Anak Muda dan Cinta adalah Kunci Masa Depan
Agama sangat erat kaitannya dalam mengatur pada siapa warga negara harus jatuh cinta. Konon, Indonesia melarang pernikahan antar agama sedangkan agama/kepercayaan yang resmi diakui hanya enam agama yakni Islam, Kristen, Katolik, Hindu, Buddha dan Konghucu.
Baru-baru ini komunitas penghayat kepercayaan telah diakui dan boleh meletakkan nama Penghayat sebagai nama di kolom agama kartu identitas. Walau begitu, agama selalu menjadi masalah utama karena orang Indonesia sangat suka untuk menjadikan urusan agama sebagai hal yang publik dan dipertontonkan secara luas.
Salah satunya terkait dengan pernikahan, regulasi agama sangat erat kaitannya dengan pernikahan secara administratif di Indonesia. Hubungan antara agama dan pernikahan sangat erat dan kompleks. Melalui tulisan ini, kita akan coba menjelajahi simpul-simpul tersebut.
Sudah Waktunya Revisi UU Perkawinan 74
Ada dua sebab sulitnya menikah beda agama di Indonesia. Pertama, karena tren pengakuan identitas menguat dan kedua karena hambatan dari hukum dan sejarah. Pengakuan identitas yang menguat tidak disertai dengan peningkatan kapasitas untuk mengetahui asal-usul. Kini muncul kelompok Neo-Nazi Melayu yang mengklaim bahwa bangsa Melayu sebagai ras unggul dan menuntut kemurnian ras melayu. Pengakuan identitas sah saja seperti yang dilakukan oleh Penghayat Kepercayaan, tapi jika terlalu jauh malah terpeleset menjadi chauvinisme.

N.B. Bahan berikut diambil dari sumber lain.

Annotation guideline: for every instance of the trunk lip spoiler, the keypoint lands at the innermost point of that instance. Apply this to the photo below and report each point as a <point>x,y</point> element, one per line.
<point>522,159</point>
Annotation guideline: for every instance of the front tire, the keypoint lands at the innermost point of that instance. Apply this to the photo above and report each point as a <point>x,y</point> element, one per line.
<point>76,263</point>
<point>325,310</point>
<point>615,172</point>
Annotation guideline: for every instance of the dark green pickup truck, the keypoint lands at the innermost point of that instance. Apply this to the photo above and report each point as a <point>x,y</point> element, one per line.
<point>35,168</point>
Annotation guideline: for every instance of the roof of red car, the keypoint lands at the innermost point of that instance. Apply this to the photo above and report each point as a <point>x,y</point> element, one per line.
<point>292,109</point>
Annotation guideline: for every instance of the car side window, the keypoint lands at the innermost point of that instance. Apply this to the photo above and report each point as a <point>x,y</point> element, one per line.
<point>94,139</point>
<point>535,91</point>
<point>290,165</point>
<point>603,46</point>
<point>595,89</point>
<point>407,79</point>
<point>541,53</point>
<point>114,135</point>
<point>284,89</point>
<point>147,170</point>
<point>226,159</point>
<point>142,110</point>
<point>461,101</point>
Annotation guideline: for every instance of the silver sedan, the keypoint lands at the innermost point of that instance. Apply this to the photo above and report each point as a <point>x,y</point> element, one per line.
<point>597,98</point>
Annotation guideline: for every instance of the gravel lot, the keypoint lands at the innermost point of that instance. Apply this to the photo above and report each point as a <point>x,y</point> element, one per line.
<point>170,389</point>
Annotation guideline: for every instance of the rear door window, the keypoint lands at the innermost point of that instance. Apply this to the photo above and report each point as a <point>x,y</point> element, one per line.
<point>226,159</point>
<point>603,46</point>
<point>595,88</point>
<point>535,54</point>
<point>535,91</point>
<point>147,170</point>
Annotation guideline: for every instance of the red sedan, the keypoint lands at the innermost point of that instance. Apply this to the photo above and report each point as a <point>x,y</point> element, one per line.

Kedua, hambatan sejarah mulai dari hukum kolonial yang membeda-bedakan ras dan agama dan selanjutnya peristiwa politik pembantaian ‘65 yang membuat seluruh warga negara harus berafiliasi dengan kelompok agama (resmi) tertentu. Sebab kedua ini menjadi bibit sentimen pada masing-masing kelompok agama. Setiap kelompok agama mencurigai satu dan lainnya dan integrasi agama melalui percintaan menjadi sulit. Dalam mencintai, restu agama menjadi penting sebab pada pasal pertama disebutkan "Perkawinan adalah sah, apabila dilakukan menurut hukum masing-masing agamanya dan kepercayaannya itu".
Undang-undang Perkawinan tahun 1974 memang sudah waktunya direvisi, sebab ada banyak hal yang sudah harus disesuaikan dengan konteks zaman. Frase pada pasal pertama bermasalah karena pada hari ini ketika identitas kepercayaan telah diterima, pernikahan di dalam komunitas kepercayaan belum diakui secara legal.
Belum lagi soal batas usia pernikahan yang membuat kontradiksi definisi 'anak' antara Undang-undang Perkawinan dan Undang-undang Perlindungan Anak. Peran bapak sebagai kepala keluarga tidak bisa dipertahankan karena nyatanya banyak perempuan menjadi kepala keluarga, sehingga fasilitas pengurangan penghasilan tidak kena pajak dan syarat peminjaman di bank, harusnya tidak merujuk pada peran gender yang usang tersebut.
Masalahnya di Keluarga dan Komunitas Agama
Upaya untuk merevisi Undang-undang Pernikahan telah dilakukan beberapa kali, namun berkali-kali juga ditolak. Pernikahan beda agama menjadi salah satu poin untuk revisi, namun mentok pada pemahaman di tingkat masyarakat yang masih memandang agama sebagai sesuatu yang krusial dan eksklusif.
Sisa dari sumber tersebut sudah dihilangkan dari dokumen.